Three final thoughts
First minute...last minute. Any coach will always harp on the importance and great effects that a goal scored in the first minute of the period and the last minute of a period are. The Pens did both, getting a goal 0:39 into the game, then extending the lead to 2-0 with :40 left in the second period. Old coaching cliches can have some value!
A nice Blue-print to win. Down all these players to injury, the Pens followed a nice blueprint to win. Jarry was very good, giving the goaltending they needed. Defensively they were good too, even in a pinch personnel-wise. Offensively Malkin was terrific, and they got a goal on a deflection, and something from a new guy (Noesen) and a contribution, finally, from Galchenyuk. Add in a perfect PK and this is what they need! Next game, perhaps that rotates to Simon getting off the schnide, Aston-Reese chipping in and Marino was generating a lot too.

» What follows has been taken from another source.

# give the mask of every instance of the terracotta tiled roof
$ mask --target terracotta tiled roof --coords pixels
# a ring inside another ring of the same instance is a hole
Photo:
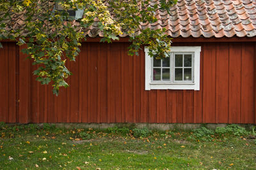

No, Noe, Never. As we noted on twitter, it was a nice feel good moment for Noesen, who had to imagine a few weeks or months ago that his NHL opportunities were looking like a thing of the past.

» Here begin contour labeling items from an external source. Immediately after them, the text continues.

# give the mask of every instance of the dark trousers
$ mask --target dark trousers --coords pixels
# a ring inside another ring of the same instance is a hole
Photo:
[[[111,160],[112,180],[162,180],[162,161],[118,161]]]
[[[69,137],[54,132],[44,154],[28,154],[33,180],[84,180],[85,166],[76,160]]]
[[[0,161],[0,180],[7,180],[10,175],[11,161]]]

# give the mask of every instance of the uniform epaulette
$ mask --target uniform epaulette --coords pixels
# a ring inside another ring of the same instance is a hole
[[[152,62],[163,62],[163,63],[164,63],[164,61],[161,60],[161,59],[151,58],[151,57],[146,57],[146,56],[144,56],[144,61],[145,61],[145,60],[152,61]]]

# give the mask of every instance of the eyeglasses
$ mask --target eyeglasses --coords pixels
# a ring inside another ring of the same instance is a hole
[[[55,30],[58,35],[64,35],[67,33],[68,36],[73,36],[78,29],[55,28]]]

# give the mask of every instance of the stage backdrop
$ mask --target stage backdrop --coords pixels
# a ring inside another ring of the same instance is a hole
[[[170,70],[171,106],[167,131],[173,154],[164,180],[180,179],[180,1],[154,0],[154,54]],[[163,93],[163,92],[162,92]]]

Stefan Noesen scores a goal in his first game as a Penguin. Have to feel happy for him, no contract offers over summer, and a failed PTO with Dallas and only got an AHL contract for this year at first. This is the face of a guy stoked to get a chance to play in the NHL again pic.twitter.com/MjsWmOgifT
— PensBurgh (@Pensburgh) December 5, 2019
Good for him to not give up. And with a ton of injuries still around, who knows. If Noesen plays better than Blandisi/Lafferty types he could see himself being a 13 type forward moving forward, and we’ve all seen the injury situation this year.
Great job for a few days of rest to get it together and regroup and get a win at home against a quality team. Just what the doctor ordered as the Pens kick off a three-game-in-four-day blitz here. It’s Kessel and the Coyotes on Friday.